To wypróbowana forma aktywnego spędzenia czasu na lodowisku „Jantor” zarówno w zajęciach „na sucho”, jak i w siłowni. Do tego w Szkole Podstawowej nr 53 dzieci jedzą obiad, a także biorą udział w treningu mentalnym.

Wczoraj w Janowie gościł 74-krotny reprezentant kraju, napastnik Ocelarzi Trzyniec, Aron Chmielewski, sprawujący ostatnio funkcję kapitana biało-czerwonych.
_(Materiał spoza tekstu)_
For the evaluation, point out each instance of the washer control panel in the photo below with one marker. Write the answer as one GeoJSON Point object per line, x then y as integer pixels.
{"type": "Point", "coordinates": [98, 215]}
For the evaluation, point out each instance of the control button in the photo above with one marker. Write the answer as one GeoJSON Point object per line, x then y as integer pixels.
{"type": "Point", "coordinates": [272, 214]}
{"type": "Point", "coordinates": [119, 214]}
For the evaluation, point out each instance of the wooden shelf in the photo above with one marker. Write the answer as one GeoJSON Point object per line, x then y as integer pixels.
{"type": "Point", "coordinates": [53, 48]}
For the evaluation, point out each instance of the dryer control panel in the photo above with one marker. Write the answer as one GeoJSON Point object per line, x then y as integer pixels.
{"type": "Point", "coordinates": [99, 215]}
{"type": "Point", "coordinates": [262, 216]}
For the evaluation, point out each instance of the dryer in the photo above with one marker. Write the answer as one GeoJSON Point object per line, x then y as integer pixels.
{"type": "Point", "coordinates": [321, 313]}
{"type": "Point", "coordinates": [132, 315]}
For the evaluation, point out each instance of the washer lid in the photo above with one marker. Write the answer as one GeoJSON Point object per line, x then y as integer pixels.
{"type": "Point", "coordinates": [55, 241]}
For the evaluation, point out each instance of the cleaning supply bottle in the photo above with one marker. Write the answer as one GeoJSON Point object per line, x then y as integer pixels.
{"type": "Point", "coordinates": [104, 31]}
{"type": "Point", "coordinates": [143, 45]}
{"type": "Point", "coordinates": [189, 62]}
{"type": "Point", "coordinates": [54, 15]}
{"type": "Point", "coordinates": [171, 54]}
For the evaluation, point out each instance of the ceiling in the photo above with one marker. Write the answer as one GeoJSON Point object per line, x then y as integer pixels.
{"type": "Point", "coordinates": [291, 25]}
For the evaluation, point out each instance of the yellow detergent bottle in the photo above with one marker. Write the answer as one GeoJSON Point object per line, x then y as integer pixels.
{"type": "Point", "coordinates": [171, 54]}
Dzieciaki popisywały się wiedzą ze sportowego życia naszego czołowego hokeisty; wiedziały nawet, że w swoim ostatnim meczu jego zespół wygrał w Litwinowie 5:0. Gość rozdawał zdjęcia i autografy, a adepci hokeja byli w niego wpatrzeni jak w obrazek.

– Gdy byłem w waszym wieku, miałem okazję uczestniczyć w takim spotkaniu z Adamem Borzęckim, który grał wtedy w amerykańsko-kanadyjskiej AHL, czyli na zapleczu NH – wspominał Aron. – To właśnie on mnie zainspirował, bym został hokeistą, a potem występowaliśmy wspólnie w reprezentacji. Mam nadzieję, że większość z was również będzie chciało uprawiać tę dyscyplinę sportu.
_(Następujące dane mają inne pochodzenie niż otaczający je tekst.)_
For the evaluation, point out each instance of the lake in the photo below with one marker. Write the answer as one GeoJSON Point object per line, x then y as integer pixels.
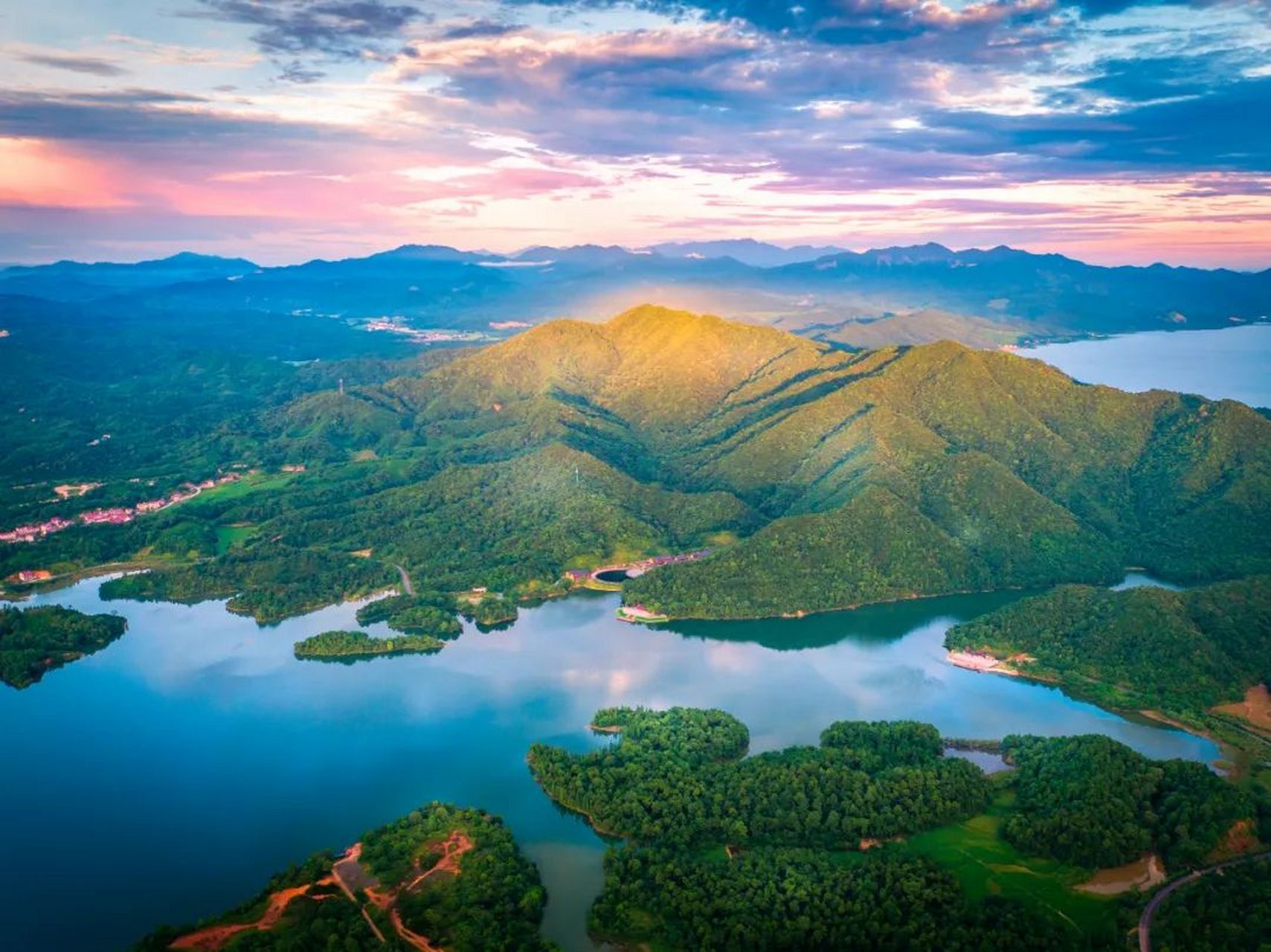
{"type": "Point", "coordinates": [168, 776]}
{"type": "Point", "coordinates": [1229, 364]}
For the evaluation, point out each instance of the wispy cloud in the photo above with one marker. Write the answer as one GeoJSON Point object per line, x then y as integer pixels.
{"type": "Point", "coordinates": [1127, 125]}
{"type": "Point", "coordinates": [91, 65]}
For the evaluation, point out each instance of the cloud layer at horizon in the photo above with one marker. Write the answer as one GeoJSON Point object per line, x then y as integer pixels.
{"type": "Point", "coordinates": [283, 130]}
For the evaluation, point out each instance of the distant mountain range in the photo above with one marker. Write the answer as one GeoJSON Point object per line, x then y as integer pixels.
{"type": "Point", "coordinates": [912, 294]}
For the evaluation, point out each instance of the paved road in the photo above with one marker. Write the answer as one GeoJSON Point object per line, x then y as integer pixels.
{"type": "Point", "coordinates": [1151, 910]}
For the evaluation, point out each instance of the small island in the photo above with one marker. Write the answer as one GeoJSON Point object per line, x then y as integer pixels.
{"type": "Point", "coordinates": [351, 646]}
{"type": "Point", "coordinates": [39, 640]}
{"type": "Point", "coordinates": [426, 613]}
{"type": "Point", "coordinates": [895, 844]}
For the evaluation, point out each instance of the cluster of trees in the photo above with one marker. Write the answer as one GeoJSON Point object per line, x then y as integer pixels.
{"type": "Point", "coordinates": [801, 899]}
{"type": "Point", "coordinates": [1218, 913]}
{"type": "Point", "coordinates": [268, 581]}
{"type": "Point", "coordinates": [360, 645]}
{"type": "Point", "coordinates": [425, 613]}
{"type": "Point", "coordinates": [39, 640]}
{"type": "Point", "coordinates": [1177, 651]}
{"type": "Point", "coordinates": [848, 478]}
{"type": "Point", "coordinates": [679, 777]}
{"type": "Point", "coordinates": [321, 919]}
{"type": "Point", "coordinates": [495, 903]}
{"type": "Point", "coordinates": [1093, 803]}
{"type": "Point", "coordinates": [489, 611]}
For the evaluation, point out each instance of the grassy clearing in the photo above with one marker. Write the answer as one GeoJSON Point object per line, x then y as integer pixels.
{"type": "Point", "coordinates": [243, 487]}
{"type": "Point", "coordinates": [987, 864]}
{"type": "Point", "coordinates": [231, 537]}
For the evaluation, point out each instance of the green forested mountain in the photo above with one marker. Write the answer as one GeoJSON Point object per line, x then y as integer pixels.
{"type": "Point", "coordinates": [41, 640]}
{"type": "Point", "coordinates": [1181, 652]}
{"type": "Point", "coordinates": [839, 477]}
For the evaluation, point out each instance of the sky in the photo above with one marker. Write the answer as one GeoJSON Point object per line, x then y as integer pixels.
{"type": "Point", "coordinates": [283, 130]}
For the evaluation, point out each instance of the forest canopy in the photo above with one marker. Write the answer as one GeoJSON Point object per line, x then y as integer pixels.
{"type": "Point", "coordinates": [39, 640]}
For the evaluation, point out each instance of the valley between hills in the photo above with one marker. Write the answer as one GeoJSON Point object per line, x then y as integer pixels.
{"type": "Point", "coordinates": [821, 478]}
{"type": "Point", "coordinates": [747, 473]}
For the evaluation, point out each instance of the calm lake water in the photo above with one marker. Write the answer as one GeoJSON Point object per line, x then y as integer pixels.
{"type": "Point", "coordinates": [1229, 364]}
{"type": "Point", "coordinates": [168, 776]}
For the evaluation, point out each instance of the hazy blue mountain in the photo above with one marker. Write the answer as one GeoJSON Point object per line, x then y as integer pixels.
{"type": "Point", "coordinates": [747, 251]}
{"type": "Point", "coordinates": [887, 295]}
{"type": "Point", "coordinates": [75, 281]}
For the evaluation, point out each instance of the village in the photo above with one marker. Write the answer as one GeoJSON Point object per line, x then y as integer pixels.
{"type": "Point", "coordinates": [113, 515]}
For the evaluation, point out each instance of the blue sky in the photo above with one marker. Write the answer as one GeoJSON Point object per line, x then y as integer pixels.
{"type": "Point", "coordinates": [1107, 130]}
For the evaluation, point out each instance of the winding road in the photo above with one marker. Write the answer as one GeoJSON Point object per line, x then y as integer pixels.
{"type": "Point", "coordinates": [1151, 910]}
{"type": "Point", "coordinates": [406, 579]}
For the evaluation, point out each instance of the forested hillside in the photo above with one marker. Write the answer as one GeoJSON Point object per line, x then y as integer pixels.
{"type": "Point", "coordinates": [823, 478]}
{"type": "Point", "coordinates": [1180, 652]}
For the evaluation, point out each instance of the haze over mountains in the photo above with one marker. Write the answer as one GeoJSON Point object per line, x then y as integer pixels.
{"type": "Point", "coordinates": [890, 295]}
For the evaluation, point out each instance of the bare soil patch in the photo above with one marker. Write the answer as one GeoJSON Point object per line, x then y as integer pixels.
{"type": "Point", "coordinates": [1256, 708]}
{"type": "Point", "coordinates": [1140, 875]}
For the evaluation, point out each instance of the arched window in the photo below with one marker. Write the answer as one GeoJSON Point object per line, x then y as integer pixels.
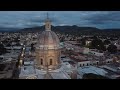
{"type": "Point", "coordinates": [80, 65]}
{"type": "Point", "coordinates": [83, 64]}
{"type": "Point", "coordinates": [50, 61]}
{"type": "Point", "coordinates": [41, 61]}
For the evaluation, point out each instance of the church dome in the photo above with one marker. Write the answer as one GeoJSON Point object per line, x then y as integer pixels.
{"type": "Point", "coordinates": [48, 39]}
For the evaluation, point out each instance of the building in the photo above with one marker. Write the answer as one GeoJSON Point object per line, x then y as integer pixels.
{"type": "Point", "coordinates": [48, 63]}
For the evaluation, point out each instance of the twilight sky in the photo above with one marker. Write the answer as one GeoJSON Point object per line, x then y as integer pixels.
{"type": "Point", "coordinates": [24, 19]}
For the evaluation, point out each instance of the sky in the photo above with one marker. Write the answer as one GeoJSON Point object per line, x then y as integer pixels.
{"type": "Point", "coordinates": [26, 19]}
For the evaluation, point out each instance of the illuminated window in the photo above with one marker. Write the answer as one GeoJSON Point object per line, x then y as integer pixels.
{"type": "Point", "coordinates": [50, 61]}
{"type": "Point", "coordinates": [41, 61]}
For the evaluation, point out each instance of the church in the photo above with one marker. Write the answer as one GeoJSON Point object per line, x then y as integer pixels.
{"type": "Point", "coordinates": [47, 63]}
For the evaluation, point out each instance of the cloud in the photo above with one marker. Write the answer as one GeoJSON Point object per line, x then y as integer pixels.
{"type": "Point", "coordinates": [22, 19]}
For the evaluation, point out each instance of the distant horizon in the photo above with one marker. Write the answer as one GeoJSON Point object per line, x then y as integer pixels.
{"type": "Point", "coordinates": [17, 29]}
{"type": "Point", "coordinates": [28, 19]}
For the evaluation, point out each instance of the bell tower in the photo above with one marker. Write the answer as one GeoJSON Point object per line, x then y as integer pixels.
{"type": "Point", "coordinates": [47, 24]}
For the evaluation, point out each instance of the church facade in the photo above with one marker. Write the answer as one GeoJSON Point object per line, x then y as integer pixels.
{"type": "Point", "coordinates": [47, 64]}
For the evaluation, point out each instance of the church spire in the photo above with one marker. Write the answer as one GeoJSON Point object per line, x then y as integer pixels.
{"type": "Point", "coordinates": [47, 24]}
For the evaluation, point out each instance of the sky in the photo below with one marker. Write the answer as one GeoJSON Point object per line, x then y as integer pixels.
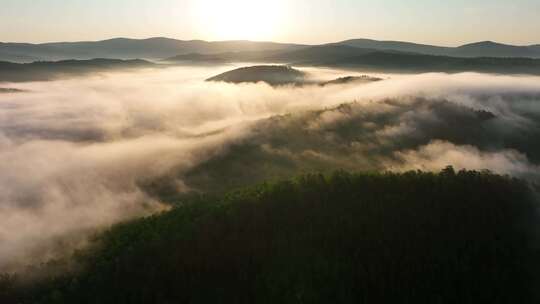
{"type": "Point", "coordinates": [448, 23]}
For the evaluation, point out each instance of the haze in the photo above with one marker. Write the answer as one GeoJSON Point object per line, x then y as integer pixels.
{"type": "Point", "coordinates": [449, 23]}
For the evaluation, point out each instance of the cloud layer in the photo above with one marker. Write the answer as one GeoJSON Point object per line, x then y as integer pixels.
{"type": "Point", "coordinates": [75, 154]}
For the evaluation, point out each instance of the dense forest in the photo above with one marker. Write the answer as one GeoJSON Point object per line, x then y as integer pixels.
{"type": "Point", "coordinates": [415, 237]}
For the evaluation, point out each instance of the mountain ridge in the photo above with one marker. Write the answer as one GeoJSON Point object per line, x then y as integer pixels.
{"type": "Point", "coordinates": [163, 47]}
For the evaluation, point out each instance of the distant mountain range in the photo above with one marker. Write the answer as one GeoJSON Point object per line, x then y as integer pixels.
{"type": "Point", "coordinates": [479, 49]}
{"type": "Point", "coordinates": [123, 48]}
{"type": "Point", "coordinates": [44, 71]}
{"type": "Point", "coordinates": [344, 56]}
{"type": "Point", "coordinates": [159, 48]}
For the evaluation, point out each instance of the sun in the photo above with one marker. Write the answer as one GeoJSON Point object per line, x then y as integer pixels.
{"type": "Point", "coordinates": [238, 19]}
Gdy najmłodsi przebywali na spotkaniu z Chmielewskim, starsi – pod kierunkiem Tomasza Marznicy – trenowali „na sucho” technikę operowania kijem. Wbrew pozorom, nie jest to łatwe zajęcie; wymaga skupienia oraz precyzji. – Dzieciaki podzielone zostały na trzy grupy wiekowe, ale również uwzględniane były umiejętności jazdy na łyżwach – informuje dyrektor sportowy oraz trener koordynator Naprzodu, Janusz Imiołczyk. – Gdy jedna grupa przebywa z trenerami na lodzie, druga ćwiczy „na sucho” umiejętności techniczne, zaś trzecia w siłowni – pod okiem nauczycieli wychowania fizycznego – zalicza trening ogólnorozwojowy.

Pierwsze trzy dni tygodnia przewidywały zajęcia przed oraz po południu. W czwartek i piątek zajęcia są tylko do południa, zaś w drugiej części dnia planowany jest wypad do kina, na basen lub do figlarni.

Ukoronowaniem tej edycji lodowych ferii będzie ice cross, dyscyplina niezwykle widowiskowa, w której wystartują wszyscy uczestnicy. Nie byłoby tych ferii bez wsparcia fundacji Lotto.

– W poprzednich latach robiliśmy to na zakończenie zajęć w piątek, ale teraz – na prośbę rodziców, którzy chcieli zobaczyć postępy swoich latorośli – przenieśliśmy na sobotę – wyjaśnia trener Tomasz Marznica.

Naprzód Janów od zawsze słynął z pracy z młodzieżą. Obecnie w klubie tym szkoli się 250 dzieci i młodzieży w 11 zespołach. Obok wspomnianych trenerów zajęcia prowadzą m.in. byli zawodnicy Adrian Parzyszek czy Łukasz Kulik, najlepszy hokeista wśród policjantów, który sportową pasję dzieli z obowiązkami zawodowymi.

 

Na zdjęciu: Aron Chmielewski najpierw opowiedział swoją hokejową historię, a potem przeprowadził zajęcia na lodzie.